Genome-wide methylation and gene expression changes in newborn rats following maternal protein restriction and reversal by folic acid

Abstract

A large body of evidence from human and animal studies demonstrates that the maternal diet during pregnancy can programme physiological and metabolic functions in the developing fetus, effectively determining susceptibility to later disease. The mechanistic basis of such programming is unclear but may involve resetting of epigenetic marks and fetal gene expression. The aim of this study was to evaluate genome-wide DNA methylation and gene expression in the livers of newborn rats exposed to maternal protein restriction. On day one postnatally, there were 618 differentially expressed genes and 1183 differentially methylated regions (FDR 5%). The functional analysis of differentially expressed genes indicated a significant effect on DNA repair/cycle/maintenance functions and of lipid, amino acid metabolism and circadian functions. Enrichment for known biological functions was found to be associated with differentially methylated regions. Moreover, these epigenetically altered regions overlapped genetic loci associated with metabolic and cardiovascular diseases. Both expression changes and DNA methylation changes were largely reversed by supplementing the protein restricted diet with folic acid. Although the epigenetic and gene expression signatures appeared to underpin largely different biological processes, the gene expression profile of DNA methyl transferases was altered, providing a potential link between the two molecular signatures. The data showed that maternal protein restriction is associated with widespread differential gene expression and DNA methylation across the genome, and that folic acid is able to reset both molecular signatures.

Figure 1. Differentially expressed genes in maternal undernutrition model.

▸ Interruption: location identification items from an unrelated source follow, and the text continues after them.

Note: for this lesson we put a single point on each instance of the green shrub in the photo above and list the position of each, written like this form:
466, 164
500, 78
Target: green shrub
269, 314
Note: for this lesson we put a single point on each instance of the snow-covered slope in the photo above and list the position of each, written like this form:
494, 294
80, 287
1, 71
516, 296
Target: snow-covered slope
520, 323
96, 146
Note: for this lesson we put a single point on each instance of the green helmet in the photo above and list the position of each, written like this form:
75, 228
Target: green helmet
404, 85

(A) Venn's diagrams showing the number of differentially expressed gene probes in comparisons MLP vs. C (P-C), MLP-F vs. C (F-C) and MLP vs. MLP-F (P-F) at FDR 5% (top) and FDR 1% (bottom). Number of gene probes whose expression was unaltered is indicated in black (right). Numbers of altered gene probes in MLP-C contrast at different FDR are indicated in green (left). (B) qRT-PCR mRNA analysis for 8 genes: Dnmt1, Dnmt3a, Dnmt3b, Aurkb, Mcm6, Hat1, Gnmt and Gmnn. Results are given in relative units, as ratio of number of copies in assessed gene and housekeeping gene GAPDH. ^× P<0.05; ^×× P<0.01; ^××× P<0.001. ns P>0.05.

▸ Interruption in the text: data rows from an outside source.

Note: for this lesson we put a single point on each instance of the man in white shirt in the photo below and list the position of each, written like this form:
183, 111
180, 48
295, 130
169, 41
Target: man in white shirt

Figure 2. Figure panel representing five genomic loci (Agtrap, Fgf5, Dnmt1, Mcm6, Sfmbt1) containing differentially methylated regions (DMRs) between livers obtained from newborns whose mothers were fed a control diet (18% protein) and livers obtained from newborns whose mothers were fed a low protein (9% protein) diet.

For each locus, Panel A shows the validation data obtained from bisulfite conversion followed by cloning and sequencing, which provides methylation status at single CpG site resolution for different livers and different clones (black circles represent methylated CpG, white circles unmethylated CpG). All loci except for Sfmbt1 validated significant difference in DNA Methylation (Agtrap P<0.01, Fgf5 P<0.01; Dnmt1 P<0.05; Mcm6 P<0.01, Mann-Whitney U test), in line with that indicated by genome-wide MBD-Seq data. Panel B provides an overview of the genomic locus, the gene structure, the location of the DMR validated, and the level of methylation across the locus for each of the animal groups analyzed (Control = “cmbd”, Low Protein = “pmbd”, and Low Protein with Folic Acid Supplementation = “fmbd”). Panel C summarises the percent methylation in control and low protein for each locus assessed by bisulphite sequencing.

Figure 3. Intersection of differentially expressed (GEX), separated in up-regulated (UP) and down-regulated (DW), and DMRs-neighboring (MBD) genes.

At FDR 5% only 15 genes (hypergeometric probability = 0.69) are found in both lists, of which 6 were down-regulated (Dym, Glrx2, Mlph, Myh10, Pftk1, And Prep) and 9 up-regulated (Abcc8, Abhd6, Cep350, Ctsa, Eif2b3, Pdk1, Serpina11, Tpcn2, And Tyw3). The total number of mapped genes is 555 in MBD and 577 in GEX.